Tonight before dinner, I happened to put on the sublimely beautiful album Set Yourself on Fire (2004), by Stars. The opening notes have always struck me as a little ... off. A gravelly voice intones, "When you have nothing left to burn, you have to set yourself on fire." Wow. That's pretty intense. What kind of full-frontal musical assault is the answer to that?
Well, in Stars' world, full-frontal musical assaults just aren't the done thing. Think strings, piano, soft horns. Watch the video to hear for yourself.
Then, after dinner, I happened to put on Megadeth's relentless 1988 album So Far, So Good ... So What! And then it hit me. All of a sudden, I realized why the string/piano/soft horn intro always felt wrong. It's because Megadeth did a similar shtick 15 years earlier, and they did it right.
Folks, I don't care if you're writing about setting yourself on fire or setting the world on fire, but get it right:
Don't get me wrong: I think Stars are a fine band, and Set Yourself on Fire is a brilliant, beautiful, wonderful album. It's a perfect example of mid-2000s art pop. If you like thinking person's pop music, if you like melody and lyrics and talented musicians making it all look effortless, you should just go buy the album now. This is far and away the best album by Stars. You can't go wrong.

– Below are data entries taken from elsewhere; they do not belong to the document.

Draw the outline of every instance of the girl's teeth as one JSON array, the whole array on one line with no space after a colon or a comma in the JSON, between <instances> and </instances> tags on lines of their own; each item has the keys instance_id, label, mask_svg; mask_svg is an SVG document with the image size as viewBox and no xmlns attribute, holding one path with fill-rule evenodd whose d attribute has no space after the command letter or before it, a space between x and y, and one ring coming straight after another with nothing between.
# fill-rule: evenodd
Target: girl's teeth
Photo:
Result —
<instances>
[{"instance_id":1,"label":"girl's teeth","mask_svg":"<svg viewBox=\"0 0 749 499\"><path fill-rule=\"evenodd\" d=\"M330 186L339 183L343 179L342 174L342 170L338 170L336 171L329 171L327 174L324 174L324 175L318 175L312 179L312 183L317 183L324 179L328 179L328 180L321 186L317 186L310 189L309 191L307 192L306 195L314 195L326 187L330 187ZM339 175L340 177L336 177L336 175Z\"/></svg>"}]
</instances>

On the other hand, if you're more into full-frontal musical assaults, it's awfully hard to beat So Far, So Good... So What!. I'm only familar with Megadeth's first couple of albums (I lost interest after Rust in Peace), but this is the best of the early stuff. From start to finish, it does not let up. And it certainly doesn't drag: the whole album clocks in at just under 35 minutes. They don't waste a note. If you've ever wished a talented metal band would channel the raw energy and attitude of punk: it's been done, right here, and Megadeth did it better than anyone I can think of. They cover the Sex Pistols, they put you right in the shoes of a suicidal loser ("oh, how I lived my life for you / now, as I die, my flesh still crawls as I breathe your name"), and they utterly excoriate the risible censorship of the PMRC (in case you've never heard of them, it was an eighties thing).
That said, So Far is undeniably topical, political, and of its time. Maybe I like it so much because I was 16 or 17 when I first bought it, and it just stuck its hook in me. Maybe the kids today would find it dated. Set Yourself on Fire is timeless pop, and only the style and instrumentation give away its time and place (Montreal, 2004). The lyrics will be as relevant, and as poignant, in 20 years as they are today.
I love that two albums can be so utterly different, and yet both so great.